There were security checks at the entrance and already a long queue of tourists by the time we got there. However, once we got past the gates, it was like being transported into a different era. We were surrounded by lush green gardens and magnificent Mughal architecture. Even the air seemed majestic. We quickly made our way through the east gate, and lo and behold, the Taj was there in all its glory and splendour.
It was simply breath-taking and the structure looked divine with its white marble gleaming against the clear blue sky. It literally took our breath away and each one of us was engulfed in our own thoughts for a while. Slowly, as if waking up from a slumber, we began the touristy ritual of taking photographs from all angles.
Moving ahead, we found ourselves at the end of yet another queue. People were lined up to get their photos taken on the famous Princess Diana bench. Even though it was next to impossible to have your picture taken without anyone else in the background, we persisted but to no avail.
To think that even at 6:00 a.m. the place was thronged with tourists from different countries, conversing in all sorts of languages from Japanese to French to German and of course Punjabi!

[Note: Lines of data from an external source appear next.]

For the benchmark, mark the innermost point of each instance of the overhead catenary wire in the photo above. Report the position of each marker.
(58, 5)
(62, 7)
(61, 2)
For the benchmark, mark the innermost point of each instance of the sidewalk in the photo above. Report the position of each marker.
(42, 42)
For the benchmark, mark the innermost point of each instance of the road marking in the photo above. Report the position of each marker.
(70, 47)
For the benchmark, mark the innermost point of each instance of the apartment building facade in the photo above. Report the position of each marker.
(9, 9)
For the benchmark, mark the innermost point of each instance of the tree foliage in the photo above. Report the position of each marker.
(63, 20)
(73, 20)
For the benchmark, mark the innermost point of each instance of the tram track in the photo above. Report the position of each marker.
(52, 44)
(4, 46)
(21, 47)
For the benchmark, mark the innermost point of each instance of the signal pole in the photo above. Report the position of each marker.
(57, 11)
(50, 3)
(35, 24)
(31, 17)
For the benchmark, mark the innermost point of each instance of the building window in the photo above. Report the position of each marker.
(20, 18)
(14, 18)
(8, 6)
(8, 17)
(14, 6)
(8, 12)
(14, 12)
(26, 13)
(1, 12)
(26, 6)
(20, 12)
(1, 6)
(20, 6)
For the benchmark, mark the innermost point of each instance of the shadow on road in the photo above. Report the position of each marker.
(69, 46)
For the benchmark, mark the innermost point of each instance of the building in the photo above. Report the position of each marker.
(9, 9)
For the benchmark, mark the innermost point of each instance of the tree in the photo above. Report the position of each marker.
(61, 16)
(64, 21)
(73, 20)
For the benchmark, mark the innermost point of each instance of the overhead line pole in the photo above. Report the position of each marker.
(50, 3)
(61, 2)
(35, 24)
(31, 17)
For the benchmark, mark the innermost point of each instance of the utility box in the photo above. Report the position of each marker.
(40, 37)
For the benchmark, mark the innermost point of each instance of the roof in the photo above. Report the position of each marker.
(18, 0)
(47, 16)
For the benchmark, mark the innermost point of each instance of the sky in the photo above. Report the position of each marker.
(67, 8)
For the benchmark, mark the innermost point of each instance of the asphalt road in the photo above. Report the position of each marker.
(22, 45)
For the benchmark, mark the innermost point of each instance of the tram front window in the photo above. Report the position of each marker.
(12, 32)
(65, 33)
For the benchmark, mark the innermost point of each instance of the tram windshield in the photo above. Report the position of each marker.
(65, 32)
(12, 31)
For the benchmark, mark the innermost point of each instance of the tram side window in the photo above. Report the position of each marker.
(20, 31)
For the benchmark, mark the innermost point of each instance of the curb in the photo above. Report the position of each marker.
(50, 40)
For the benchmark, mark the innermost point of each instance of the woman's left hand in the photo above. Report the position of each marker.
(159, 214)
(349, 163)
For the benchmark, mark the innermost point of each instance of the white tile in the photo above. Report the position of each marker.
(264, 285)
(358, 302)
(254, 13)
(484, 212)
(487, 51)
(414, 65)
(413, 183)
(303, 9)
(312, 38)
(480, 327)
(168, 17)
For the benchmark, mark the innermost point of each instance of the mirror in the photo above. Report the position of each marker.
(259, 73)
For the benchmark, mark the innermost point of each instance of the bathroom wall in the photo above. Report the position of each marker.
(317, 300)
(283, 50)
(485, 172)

After visiting the Taj Mahal, we moved on to the mosque adjacent to it, which is open only for Friday prayers. This mosque is made of red sand stone and has a similar design to the Jama Masjid in Delhi. Interestingly, another building – a replica of the mosque – was constructed on the east side just to balance the overall symmetry of the architecture. This building houses a guest house and is called the Jawab, meaning ‘response’ since its purpose is to harmonise the scenery.
Rudyard Kipling, described the Taj Mahal as ‘an embodiment of all things pure’, and it would have been difficult to digest the impurity on the other side had we not seen it with our own eyes. Sadly, the glowing monument, manicured gardens and clear water ponds were a direct contrast to the slums of Agra. Although the Taj, which is considered to be the pride of India and a masterpiece of Mughal architecture, deserves to be well taken care of, it is sad to see that the same care and attention is not given to the people living near it.
Overall, India is an amazing place to visit – secular to the core with mosques, temples, churches and gurdwaras co-existing and open to all. From metros to malls, from high street fashion and fast cars to abject poverty, India has the diversity few nations can claim.
However, with all this diversity, India also has the uncanny ability of making one feel at home.